On February 4, 2011, in my post Why do we put so much import on the MCAT , I wrote about the value of the admissions test for medical school. The Medical College Admissions Test is one of several screening mechanisms used by medical schools to determine who should be allowed to pursue medical training. A recent editorial (1) in the New England Journal of Medicine by Joshua Tompkins (Science Journalist and Medical Student at the USC Keck School of Medicine) discussed the expense of MCAT and Board prep courses. According to Mr. Tompkins, medical students are taken advantage of by a "multi-million-dollar industry in commercial exam-preparation assistance". These (for-profit) companies play on student's fears--fears of failing, of not getting a high enough score to get into their residency of choice, their fear of not matching in any residency.  The problem is that there is little to no evidence that these board prep courses actually do anything to affect a student's score on the MCAT  or USMLE step 1.  A systematic review of commercial test preparation (2) found that "current research lacks control and rigor" and the evidence to support these courses was weak or non-existent. According to Mr. Tompkins, pre-clinical medical students "focus on obscure minutiae and rare conditions" and "spend less time studying the common diseases they will face during clerkships, residency, and practice".
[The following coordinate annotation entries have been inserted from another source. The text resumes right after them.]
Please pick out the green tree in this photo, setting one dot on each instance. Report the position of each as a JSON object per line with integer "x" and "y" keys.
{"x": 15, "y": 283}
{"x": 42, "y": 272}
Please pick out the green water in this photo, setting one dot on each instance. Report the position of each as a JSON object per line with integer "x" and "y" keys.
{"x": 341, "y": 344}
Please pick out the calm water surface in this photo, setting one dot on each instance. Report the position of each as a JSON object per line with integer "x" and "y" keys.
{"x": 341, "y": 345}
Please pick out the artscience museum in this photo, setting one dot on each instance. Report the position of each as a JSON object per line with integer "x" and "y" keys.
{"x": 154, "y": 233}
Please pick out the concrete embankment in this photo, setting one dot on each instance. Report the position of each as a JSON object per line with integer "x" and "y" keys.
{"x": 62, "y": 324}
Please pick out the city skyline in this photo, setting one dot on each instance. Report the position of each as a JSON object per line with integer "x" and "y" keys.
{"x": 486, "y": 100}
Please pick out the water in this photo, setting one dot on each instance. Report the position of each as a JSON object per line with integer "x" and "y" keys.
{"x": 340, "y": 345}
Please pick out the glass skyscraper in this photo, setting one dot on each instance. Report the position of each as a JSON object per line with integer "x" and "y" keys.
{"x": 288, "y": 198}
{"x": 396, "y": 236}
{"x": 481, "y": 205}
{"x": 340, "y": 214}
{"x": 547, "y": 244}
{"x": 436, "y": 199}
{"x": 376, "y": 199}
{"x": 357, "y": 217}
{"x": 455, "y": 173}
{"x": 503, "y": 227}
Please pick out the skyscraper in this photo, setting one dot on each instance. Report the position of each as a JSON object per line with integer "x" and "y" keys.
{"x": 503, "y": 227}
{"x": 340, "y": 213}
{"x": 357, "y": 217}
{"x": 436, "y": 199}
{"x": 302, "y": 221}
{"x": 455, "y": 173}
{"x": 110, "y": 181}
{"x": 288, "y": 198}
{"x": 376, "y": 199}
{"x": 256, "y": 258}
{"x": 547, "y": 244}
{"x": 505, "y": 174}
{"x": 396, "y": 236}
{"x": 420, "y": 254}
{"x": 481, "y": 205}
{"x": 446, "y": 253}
And while we are talking about medical school admissions. In another recent blog, Personality traits that predict success in medical school , I wrote about using personality profiles to chose which students should be in medical school. An article in the July 10, 2011 New York Times by Gardiner Harris, New for Aspiring Doctors, the People Skills Test reports on the use of a specific type of medical interview that is being implemented at Virginia Tech Carilion School of Medicine in Roanoke, VA. The Dean at Virginia Tech Carilion is a family doctor named Dr. Cynda Johnson. She happens to also be a former resident and faculty member from the University of Kansas. Virginia Tech Carilion (and several other schools) are using the multiple mini interview or MMI to screen potential medical students. The test is administered to students as part of their medical school interview and is designed to "assess how well candidates think on their feet and how willing they are to work in teams". According to Dean Johnson, "if people do poorly on the MMI, they will not be offered positions" in the medical school class.  The MMI is also a pretty good predictor of performance in the preclinical years of medical school. (3)

Way to go Virginia Tech. This is definitely a step in the right direction.

References:
(1) Tompkins J.  Money for Nothing? The Problem of the Board-Exam Coaching Industry. NEJM 2011; 365 (2): 104-105.
(2) McGaghie WC, Downing SM, Kubilius R. What is the impact of commercial test preparation courses on medical examination performance?  Teach Learn Med 2004; 16 (2): 202-11.
(3) Eva KW, et al.  The ability of the multiple mini-interview to predict preclerkship performance in medical school. Acad Med  2004; 79 (10 Suppl): S40-2.